Actually, it’s God who does that. We all have broken places in us. Deep, dark (stygian–“like Styx”) and cavernous voids that extend out beyond an inconspicuous corner. Places into which God wants to send both His light and His Spirit. His love. As we grow, the circumstances we face become at once familiar and also different with each passing season. A slight tug on your heart and mind that you barely felt way back when could come back around never to leave. It is now–for better, for worse–at the forefront of your thinking. It might feel bad and miserable but the reason you feel it is not for those reasons. God wants to heal it. He wants to fix your heart. He wants to fix mine.

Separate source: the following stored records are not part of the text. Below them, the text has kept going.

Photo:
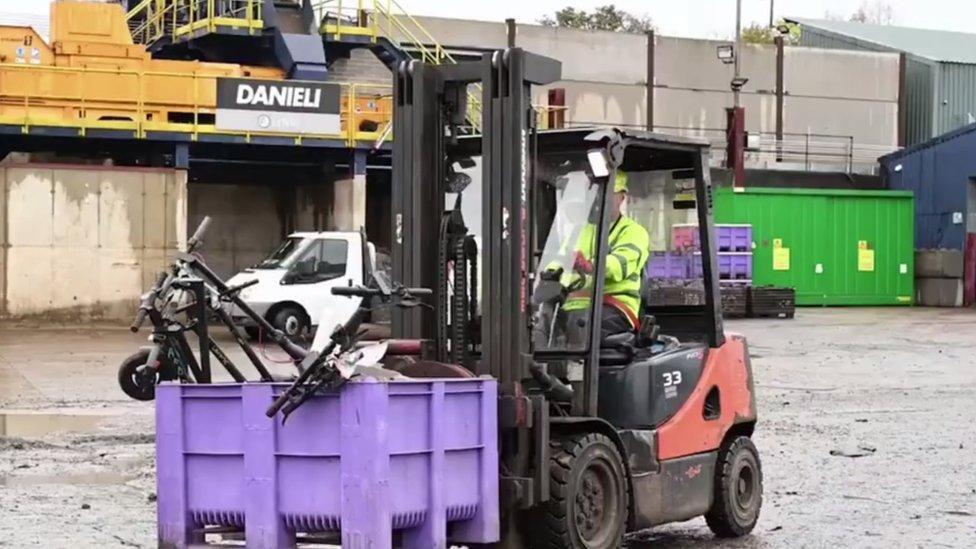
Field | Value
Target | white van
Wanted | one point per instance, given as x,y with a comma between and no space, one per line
294,289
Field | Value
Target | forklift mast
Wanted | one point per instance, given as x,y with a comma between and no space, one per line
431,108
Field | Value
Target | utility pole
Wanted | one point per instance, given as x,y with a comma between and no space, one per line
738,46
735,124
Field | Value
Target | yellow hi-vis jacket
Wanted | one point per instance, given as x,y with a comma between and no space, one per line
629,250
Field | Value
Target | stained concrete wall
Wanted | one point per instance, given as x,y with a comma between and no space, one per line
84,243
605,77
250,219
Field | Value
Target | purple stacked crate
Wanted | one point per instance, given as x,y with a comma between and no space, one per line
685,237
373,458
734,238
740,266
668,265
732,266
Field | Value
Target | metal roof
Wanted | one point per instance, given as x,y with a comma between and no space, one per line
901,153
937,45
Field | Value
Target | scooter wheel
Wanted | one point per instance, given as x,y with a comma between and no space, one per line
137,384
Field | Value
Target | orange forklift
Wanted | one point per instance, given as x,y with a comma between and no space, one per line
599,434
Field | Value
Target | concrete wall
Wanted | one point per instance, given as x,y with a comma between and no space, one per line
250,219
79,242
605,75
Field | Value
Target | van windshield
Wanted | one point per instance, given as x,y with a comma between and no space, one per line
284,255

“There is no fear in love; but perfect love casteth out fear: because fear hath torment. He that feareth is not made perfect in love.” (1 John 4:18)

Now, before I stray too far into sappy self-helpiness (?), let me say this: some of what we sense that we’d chalk up to the whole paradigm of “brokenness” is nothing more than the torment that comes with simply being a child of God, having to endure an atmosphere to which we are unaccustomed. Doesn’t mean we get acclimated, no. Don’t acquiesce to an easier way of life that leaves out the great plan of God and the threads He’s winding through your heart. You might feel a prick or two but He’s both sewing it back up and also knitting you together with your brothers and sisters in Christ. I digress. The torment.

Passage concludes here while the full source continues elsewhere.